De acordo com os dados, 73,4% dos eleitores de Marques Mendes e 72,6% dos apoiantes de Henrique Gouveia e Melo manifestam intenção de votar em António José Seguro na segunda volta. Em contraste, apenas 3,1% dos eleitores de Mendes e 6,8% dos de Gouveia e Melo afirmam preferir André Ventura, números que evidenciam uma clara rejeição do líder do Chega entre estes eleitorados.
Também entre os eleitores liberais se regista uma maioria favorável a Seguro, ainda que com maior resistência. 52,9% dos votantes de João Cotrim Figueiredo dizem optar pelo candidato socialista, contra apenas 10,6% que escolhem Ventura, apesar da posição de neutralidade assumida publicamente pelo antigo líder da Iniciativa Liberal. Este grupo apresenta, no entanto, uma percentagem superior de indecisos quando comparado com os restantes.
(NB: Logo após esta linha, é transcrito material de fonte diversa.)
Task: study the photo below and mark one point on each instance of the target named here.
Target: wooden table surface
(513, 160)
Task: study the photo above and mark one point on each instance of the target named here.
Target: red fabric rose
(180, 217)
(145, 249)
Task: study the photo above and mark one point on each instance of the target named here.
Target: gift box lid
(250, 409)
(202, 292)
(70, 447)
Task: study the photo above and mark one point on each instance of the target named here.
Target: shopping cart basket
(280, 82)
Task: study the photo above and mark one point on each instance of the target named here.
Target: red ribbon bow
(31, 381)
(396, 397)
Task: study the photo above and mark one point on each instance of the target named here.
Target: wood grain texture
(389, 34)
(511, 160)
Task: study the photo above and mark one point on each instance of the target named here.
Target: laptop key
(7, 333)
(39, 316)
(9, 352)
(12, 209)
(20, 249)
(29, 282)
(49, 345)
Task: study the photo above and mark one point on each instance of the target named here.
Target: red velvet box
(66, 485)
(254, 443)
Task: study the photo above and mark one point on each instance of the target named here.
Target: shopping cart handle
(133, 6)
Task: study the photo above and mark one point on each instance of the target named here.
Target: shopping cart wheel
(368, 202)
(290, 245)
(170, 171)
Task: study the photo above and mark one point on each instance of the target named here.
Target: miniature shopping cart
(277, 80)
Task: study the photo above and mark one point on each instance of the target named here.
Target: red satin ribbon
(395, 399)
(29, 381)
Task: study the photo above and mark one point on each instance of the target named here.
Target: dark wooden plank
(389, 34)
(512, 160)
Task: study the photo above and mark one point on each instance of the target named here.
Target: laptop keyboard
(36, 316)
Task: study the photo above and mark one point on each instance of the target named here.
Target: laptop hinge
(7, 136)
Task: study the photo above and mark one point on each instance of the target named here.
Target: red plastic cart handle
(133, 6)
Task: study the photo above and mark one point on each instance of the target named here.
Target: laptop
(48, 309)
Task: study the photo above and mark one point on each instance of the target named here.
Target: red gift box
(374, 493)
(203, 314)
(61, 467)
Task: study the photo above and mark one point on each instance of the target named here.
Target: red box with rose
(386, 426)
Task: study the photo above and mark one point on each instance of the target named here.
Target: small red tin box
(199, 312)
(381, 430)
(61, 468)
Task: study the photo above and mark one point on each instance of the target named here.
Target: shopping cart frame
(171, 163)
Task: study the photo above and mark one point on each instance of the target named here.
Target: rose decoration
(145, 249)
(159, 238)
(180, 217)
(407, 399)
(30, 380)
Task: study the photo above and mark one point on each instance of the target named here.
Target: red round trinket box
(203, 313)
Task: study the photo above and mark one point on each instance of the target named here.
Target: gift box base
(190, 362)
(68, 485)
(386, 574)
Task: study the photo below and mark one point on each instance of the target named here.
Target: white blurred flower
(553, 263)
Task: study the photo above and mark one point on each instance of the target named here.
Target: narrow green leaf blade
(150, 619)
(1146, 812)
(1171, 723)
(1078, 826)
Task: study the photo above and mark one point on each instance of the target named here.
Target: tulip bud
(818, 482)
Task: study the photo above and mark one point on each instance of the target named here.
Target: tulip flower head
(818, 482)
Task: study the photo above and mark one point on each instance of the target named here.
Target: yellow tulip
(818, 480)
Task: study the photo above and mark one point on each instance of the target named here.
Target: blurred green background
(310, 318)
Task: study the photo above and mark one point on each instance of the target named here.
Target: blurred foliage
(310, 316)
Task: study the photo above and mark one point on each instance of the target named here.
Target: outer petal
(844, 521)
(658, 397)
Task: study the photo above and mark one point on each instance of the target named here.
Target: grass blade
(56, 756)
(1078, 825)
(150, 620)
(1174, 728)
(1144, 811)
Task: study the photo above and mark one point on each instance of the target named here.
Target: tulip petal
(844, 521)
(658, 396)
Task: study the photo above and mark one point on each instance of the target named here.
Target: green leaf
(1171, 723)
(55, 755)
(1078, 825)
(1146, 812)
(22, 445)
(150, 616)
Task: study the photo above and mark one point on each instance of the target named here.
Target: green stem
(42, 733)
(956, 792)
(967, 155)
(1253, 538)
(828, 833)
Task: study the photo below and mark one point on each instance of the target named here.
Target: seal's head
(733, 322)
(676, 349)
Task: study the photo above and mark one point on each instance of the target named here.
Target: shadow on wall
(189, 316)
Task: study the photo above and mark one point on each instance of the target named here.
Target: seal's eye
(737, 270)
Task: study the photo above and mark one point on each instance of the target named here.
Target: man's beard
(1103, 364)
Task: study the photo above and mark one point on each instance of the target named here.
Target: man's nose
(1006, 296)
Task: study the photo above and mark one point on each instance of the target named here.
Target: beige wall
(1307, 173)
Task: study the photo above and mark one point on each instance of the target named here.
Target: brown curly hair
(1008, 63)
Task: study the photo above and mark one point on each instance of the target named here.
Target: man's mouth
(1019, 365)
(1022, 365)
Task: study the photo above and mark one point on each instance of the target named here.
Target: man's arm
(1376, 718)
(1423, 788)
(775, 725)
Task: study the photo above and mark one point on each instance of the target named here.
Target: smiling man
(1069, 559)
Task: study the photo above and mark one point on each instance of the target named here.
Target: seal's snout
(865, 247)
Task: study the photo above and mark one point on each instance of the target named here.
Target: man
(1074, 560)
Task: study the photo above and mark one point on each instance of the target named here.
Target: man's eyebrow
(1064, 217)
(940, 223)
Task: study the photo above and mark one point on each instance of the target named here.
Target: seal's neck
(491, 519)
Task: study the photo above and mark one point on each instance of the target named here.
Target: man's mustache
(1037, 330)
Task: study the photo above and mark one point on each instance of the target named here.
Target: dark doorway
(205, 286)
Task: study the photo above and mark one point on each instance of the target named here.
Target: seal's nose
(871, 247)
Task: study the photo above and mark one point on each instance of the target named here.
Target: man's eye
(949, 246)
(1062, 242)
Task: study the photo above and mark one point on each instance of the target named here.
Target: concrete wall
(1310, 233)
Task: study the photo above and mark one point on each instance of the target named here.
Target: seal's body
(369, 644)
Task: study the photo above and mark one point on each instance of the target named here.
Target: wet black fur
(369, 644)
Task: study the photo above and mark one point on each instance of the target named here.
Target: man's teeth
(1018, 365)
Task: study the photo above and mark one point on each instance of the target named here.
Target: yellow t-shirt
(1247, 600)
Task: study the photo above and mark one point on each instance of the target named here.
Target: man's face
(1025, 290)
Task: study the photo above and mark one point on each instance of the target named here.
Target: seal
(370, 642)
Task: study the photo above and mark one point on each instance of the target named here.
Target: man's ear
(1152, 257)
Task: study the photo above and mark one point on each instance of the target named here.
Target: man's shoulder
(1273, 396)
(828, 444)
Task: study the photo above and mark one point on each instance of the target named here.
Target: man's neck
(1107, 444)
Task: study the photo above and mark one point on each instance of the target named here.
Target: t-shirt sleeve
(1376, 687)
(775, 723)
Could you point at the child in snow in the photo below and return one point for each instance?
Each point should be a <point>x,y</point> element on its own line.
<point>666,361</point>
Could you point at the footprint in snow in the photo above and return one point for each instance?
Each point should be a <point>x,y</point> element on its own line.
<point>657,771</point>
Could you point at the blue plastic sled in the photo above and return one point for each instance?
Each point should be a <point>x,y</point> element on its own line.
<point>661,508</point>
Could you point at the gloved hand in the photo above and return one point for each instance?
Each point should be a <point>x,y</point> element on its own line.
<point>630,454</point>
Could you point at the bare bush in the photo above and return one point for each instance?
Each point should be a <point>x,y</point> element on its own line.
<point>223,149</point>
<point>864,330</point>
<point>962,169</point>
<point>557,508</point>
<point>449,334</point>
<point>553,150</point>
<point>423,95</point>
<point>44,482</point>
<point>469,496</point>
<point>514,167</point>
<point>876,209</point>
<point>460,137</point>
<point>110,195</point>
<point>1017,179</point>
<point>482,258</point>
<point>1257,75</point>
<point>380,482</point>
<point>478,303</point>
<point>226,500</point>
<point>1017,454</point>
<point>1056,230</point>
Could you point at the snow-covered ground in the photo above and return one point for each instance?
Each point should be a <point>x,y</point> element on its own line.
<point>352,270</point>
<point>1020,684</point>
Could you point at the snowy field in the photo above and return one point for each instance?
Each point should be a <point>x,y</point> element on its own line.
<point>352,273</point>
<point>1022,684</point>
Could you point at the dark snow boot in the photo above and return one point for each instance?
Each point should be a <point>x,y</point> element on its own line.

A sondagem indica ainda que os eleitores dos outros candidatos derrotados na primeira volta estão maioritariamente decididos: 78,9% optam por António José Seguro, enquanto 10,5% escolhem André Ventura. Este padrão reforça a ideia de um “voto útil” concentrado num candidato visto como mais agregador e institucional, num contexto de forte polarização política.
Com 14,8% de indecisos, a campanha entra agora numa fase decisiva, marcada pelo debate televisivo entre António José Seguro e André Ventura, agendado para terça-feira. Ainda assim, os números da Intercampus sugerem que, salvo uma reviravolta significativa, Seguro parte para a reta final com uma vantagem robusta, sustentada por uma ampla coligação informal de eleitores de diferentes áreas políticas.